Execution Engine for Apache Hadoop environments

Service This service is not available by default. An administrator must install this service on the Watson Studio platform. To determine whether the service is installed, open the Services catalog and check whether the service is enabled.

Use the Hadoop environment when you want to do the following tasks:

Run Data Refinery jobs to refine HDFS or Hive data on Hadoop.
Use the Jupyter Enterprise Gateway (JEG) service to run Spark jobs on Hadoop.

If you are using Livy to execute Spark jobs on Hadoop, don’t use the Hadoop environment.

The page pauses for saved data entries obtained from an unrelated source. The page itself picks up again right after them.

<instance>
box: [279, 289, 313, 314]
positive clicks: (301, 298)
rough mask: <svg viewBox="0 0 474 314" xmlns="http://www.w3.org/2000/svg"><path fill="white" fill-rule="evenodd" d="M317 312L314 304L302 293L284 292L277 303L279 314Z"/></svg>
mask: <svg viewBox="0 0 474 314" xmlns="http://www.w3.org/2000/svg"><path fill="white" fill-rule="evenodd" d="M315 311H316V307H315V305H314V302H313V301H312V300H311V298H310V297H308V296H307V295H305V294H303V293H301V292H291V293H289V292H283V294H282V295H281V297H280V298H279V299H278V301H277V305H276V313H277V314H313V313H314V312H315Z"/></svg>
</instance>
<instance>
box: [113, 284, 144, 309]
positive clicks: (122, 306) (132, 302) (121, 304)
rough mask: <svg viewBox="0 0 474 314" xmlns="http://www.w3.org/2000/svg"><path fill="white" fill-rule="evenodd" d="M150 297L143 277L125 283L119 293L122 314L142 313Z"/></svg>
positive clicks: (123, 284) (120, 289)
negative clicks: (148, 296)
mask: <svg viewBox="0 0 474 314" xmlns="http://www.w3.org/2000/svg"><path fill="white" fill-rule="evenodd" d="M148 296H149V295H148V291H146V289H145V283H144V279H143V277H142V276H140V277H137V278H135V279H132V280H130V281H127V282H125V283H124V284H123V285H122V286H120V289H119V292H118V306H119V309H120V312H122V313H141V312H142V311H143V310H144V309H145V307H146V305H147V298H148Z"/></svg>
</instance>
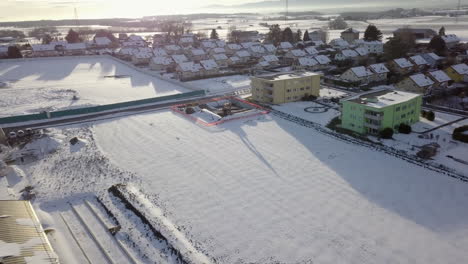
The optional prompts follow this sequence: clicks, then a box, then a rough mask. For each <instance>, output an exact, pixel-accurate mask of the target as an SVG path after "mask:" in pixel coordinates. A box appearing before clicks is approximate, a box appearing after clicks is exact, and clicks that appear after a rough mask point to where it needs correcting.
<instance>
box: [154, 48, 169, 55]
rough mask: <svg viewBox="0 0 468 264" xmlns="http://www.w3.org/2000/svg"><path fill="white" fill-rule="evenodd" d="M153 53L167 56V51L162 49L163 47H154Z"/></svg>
mask: <svg viewBox="0 0 468 264" xmlns="http://www.w3.org/2000/svg"><path fill="white" fill-rule="evenodd" d="M153 53H154V55H155V56H167V52H166V51H165V50H164V49H161V48H155V49H153Z"/></svg>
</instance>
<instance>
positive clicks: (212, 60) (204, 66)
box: [200, 60, 218, 71]
mask: <svg viewBox="0 0 468 264" xmlns="http://www.w3.org/2000/svg"><path fill="white" fill-rule="evenodd" d="M200 64H201V65H202V66H203V68H205V70H207V71H208V70H213V69H217V68H218V64H217V63H216V62H215V61H214V60H202V61H200Z"/></svg>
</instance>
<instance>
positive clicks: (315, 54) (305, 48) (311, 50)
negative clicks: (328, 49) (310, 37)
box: [304, 46, 319, 56]
mask: <svg viewBox="0 0 468 264" xmlns="http://www.w3.org/2000/svg"><path fill="white" fill-rule="evenodd" d="M304 50H305V51H306V52H307V54H309V55H312V56H315V55H318V54H319V52H318V50H317V49H316V48H314V47H311V46H309V47H306V48H305V49H304Z"/></svg>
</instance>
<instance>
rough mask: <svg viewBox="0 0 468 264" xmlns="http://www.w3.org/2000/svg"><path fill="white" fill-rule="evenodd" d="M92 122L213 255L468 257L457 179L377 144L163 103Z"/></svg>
mask: <svg viewBox="0 0 468 264" xmlns="http://www.w3.org/2000/svg"><path fill="white" fill-rule="evenodd" d="M155 120H158V122H155ZM93 131H94V133H95V136H96V140H97V143H98V145H99V148H100V149H101V150H102V151H103V152H104V153H105V155H106V157H109V158H110V160H111V161H112V162H113V163H114V164H118V165H119V166H121V167H124V168H126V169H127V170H130V171H132V172H134V173H135V175H136V177H138V179H140V180H141V181H142V182H143V183H144V185H140V188H142V189H143V190H144V192H146V193H148V194H152V195H153V197H156V198H157V199H156V200H157V205H158V206H160V207H161V208H163V210H164V212H165V213H166V215H167V217H168V218H169V219H171V221H172V222H173V223H175V225H177V226H180V227H183V230H185V232H186V235H187V236H188V237H190V240H191V241H192V242H193V243H195V245H197V247H198V249H199V250H201V251H203V252H207V253H208V254H209V256H210V257H212V258H214V259H216V260H217V261H218V262H220V263H235V262H254V263H265V262H275V261H279V262H284V263H299V262H307V261H313V262H317V263H427V262H431V263H461V262H466V261H468V255H467V254H466V251H465V250H464V248H465V247H466V246H468V224H466V222H465V221H463V220H462V219H465V218H466V217H467V216H468V210H467V208H468V207H467V199H466V198H467V197H468V188H467V185H466V184H464V183H462V182H460V181H457V180H453V179H450V178H448V177H445V176H442V175H439V174H436V173H433V172H430V171H427V170H425V169H423V168H421V167H417V166H414V165H411V164H409V163H406V162H403V161H401V160H399V159H395V158H393V157H389V156H387V155H385V154H382V153H379V152H374V151H371V150H369V149H365V148H361V147H357V146H354V145H348V144H346V143H342V142H339V141H336V140H334V139H332V138H329V137H326V136H323V135H321V134H317V133H316V132H314V131H313V130H310V129H306V128H302V127H297V126H295V125H293V124H291V123H289V122H287V121H284V120H281V119H277V118H274V117H271V116H263V117H260V118H258V119H255V120H250V121H235V122H231V123H226V124H223V125H221V126H218V127H217V128H214V129H213V130H209V129H206V128H202V127H199V126H197V125H195V124H193V123H192V122H190V121H188V120H186V119H184V118H181V117H180V116H178V115H176V114H173V113H171V112H165V111H163V112H158V113H155V114H148V115H140V116H135V117H131V118H125V119H117V120H114V121H111V122H105V123H101V124H96V125H95V126H94V127H93ZM128 135H132V137H131V138H129V137H128ZM116 142H119V144H116Z"/></svg>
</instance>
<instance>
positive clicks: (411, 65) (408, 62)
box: [393, 58, 413, 68]
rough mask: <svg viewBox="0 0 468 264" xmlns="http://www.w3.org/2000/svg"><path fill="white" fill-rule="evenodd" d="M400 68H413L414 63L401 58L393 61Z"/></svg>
mask: <svg viewBox="0 0 468 264" xmlns="http://www.w3.org/2000/svg"><path fill="white" fill-rule="evenodd" d="M393 61H394V62H395V63H396V64H397V65H398V66H399V67H400V68H409V67H413V63H411V62H410V61H409V60H407V59H405V58H399V59H394V60H393Z"/></svg>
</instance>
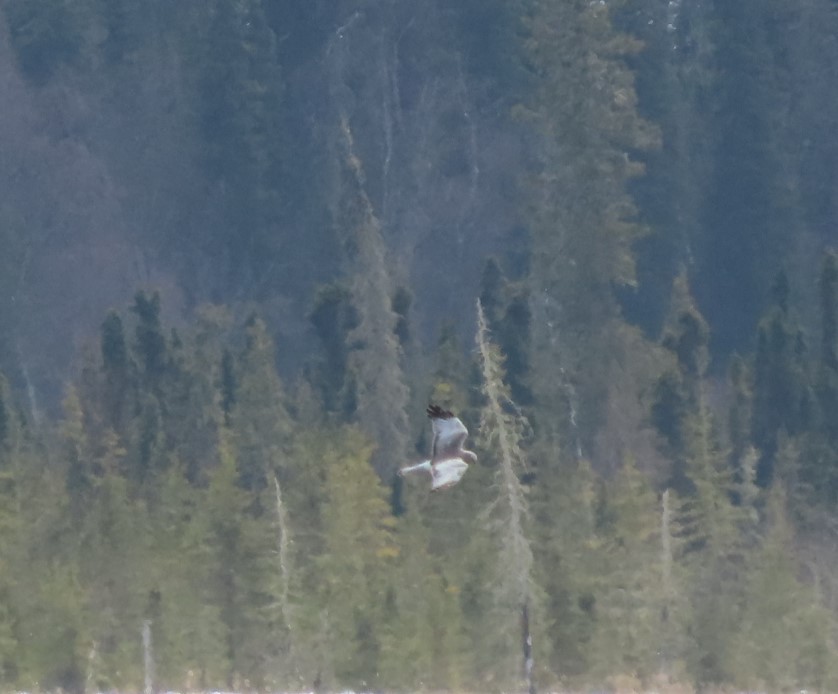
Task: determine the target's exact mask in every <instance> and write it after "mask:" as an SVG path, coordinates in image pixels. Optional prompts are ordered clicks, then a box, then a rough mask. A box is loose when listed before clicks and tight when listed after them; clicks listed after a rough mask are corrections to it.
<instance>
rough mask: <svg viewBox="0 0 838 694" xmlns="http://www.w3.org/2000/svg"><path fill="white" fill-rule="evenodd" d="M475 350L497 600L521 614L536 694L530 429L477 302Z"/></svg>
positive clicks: (481, 425)
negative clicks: (497, 583) (529, 438)
mask: <svg viewBox="0 0 838 694" xmlns="http://www.w3.org/2000/svg"><path fill="white" fill-rule="evenodd" d="M477 347H478V350H479V352H480V358H481V367H482V375H483V395H484V396H485V398H486V405H485V406H484V408H483V411H482V412H481V417H480V435H481V438H482V440H483V445H484V447H485V449H486V450H488V451H495V452H496V457H497V463H498V470H497V473H496V482H495V488H496V489H497V496H496V498H495V499H494V500H493V501H492V503H491V505H490V507H489V508H488V510H487V516H488V518H489V521H490V527H491V528H492V530H493V531H494V532H495V533H497V541H498V546H499V549H500V551H499V554H498V585H497V587H496V599H497V601H498V604H499V606H501V609H508V608H511V609H514V610H515V612H518V611H519V610H520V615H521V626H522V632H523V633H522V637H523V668H522V671H523V673H522V674H523V678H524V680H525V681H526V684H527V690H528V691H529V692H530V694H535V691H536V689H535V680H534V677H533V665H534V658H533V651H532V634H531V631H530V604H531V598H532V585H533V579H532V573H533V554H532V549H531V547H530V542H529V539H528V538H527V534H526V531H525V521H526V516H527V500H526V496H525V495H524V488H523V486H522V485H521V481H520V479H519V478H518V470H523V469H524V468H525V467H526V459H525V455H524V452H523V448H522V440H523V437H524V434H525V433H526V431H527V430H528V429H529V425H528V423H527V421H526V419H525V418H524V416H523V415H522V414H521V413H520V411H519V410H518V408H517V407H515V406H514V405H513V403H512V400H511V398H510V395H509V387H508V386H507V385H506V383H505V376H506V375H505V373H504V369H503V355H502V354H501V351H500V349H499V348H498V347H497V346H496V345H494V344H493V343H492V342H491V340H490V338H489V331H488V328H487V325H486V318H485V316H484V314H483V307H482V305H481V304H480V301H478V302H477ZM510 616H512V615H511V614H510ZM513 619H514V617H513Z"/></svg>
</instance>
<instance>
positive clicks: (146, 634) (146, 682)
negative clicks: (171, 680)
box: [142, 619, 154, 694]
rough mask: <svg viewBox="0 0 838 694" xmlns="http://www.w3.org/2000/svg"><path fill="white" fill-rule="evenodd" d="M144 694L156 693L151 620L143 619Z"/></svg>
mask: <svg viewBox="0 0 838 694" xmlns="http://www.w3.org/2000/svg"><path fill="white" fill-rule="evenodd" d="M142 637H143V680H144V683H143V694H154V651H153V649H152V645H151V620H150V619H144V620H143V628H142Z"/></svg>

Instead, use the environment that executes locally in the Watson Studio Local cluster.

Hadoop environment definitions

To create a Hadoop environment definition:

From the Environments tab in your project, click New environment definition.
Enter a name and a description.
Select the Hadoop environment configuration type.
Select one of the registered Hadoop systems in the Hadoop configuration drop down.
- If the job leverages the Python packages from Watson Studio Local and Cloud Pak for Data to the Hadoop cluster, you can choose the image that was pushed from the Hadoop registration page in the Software version field.
If you want the job to execute against a specific job, you can specify that in the YARN Queue field.
- All jobs are submitted against the default YARN queue.
- The Hadoop admin should have granted the Watson Studio Local user the necessary permissions to submit the job against the specified YARN queue.
Select the executors. All jobs, by default, will use one executor, one core and 1 GB memory for the driver and executor. Depending on the resource requirements and parallelism needed for your job, you can increase the executors, cores and memory for the environment.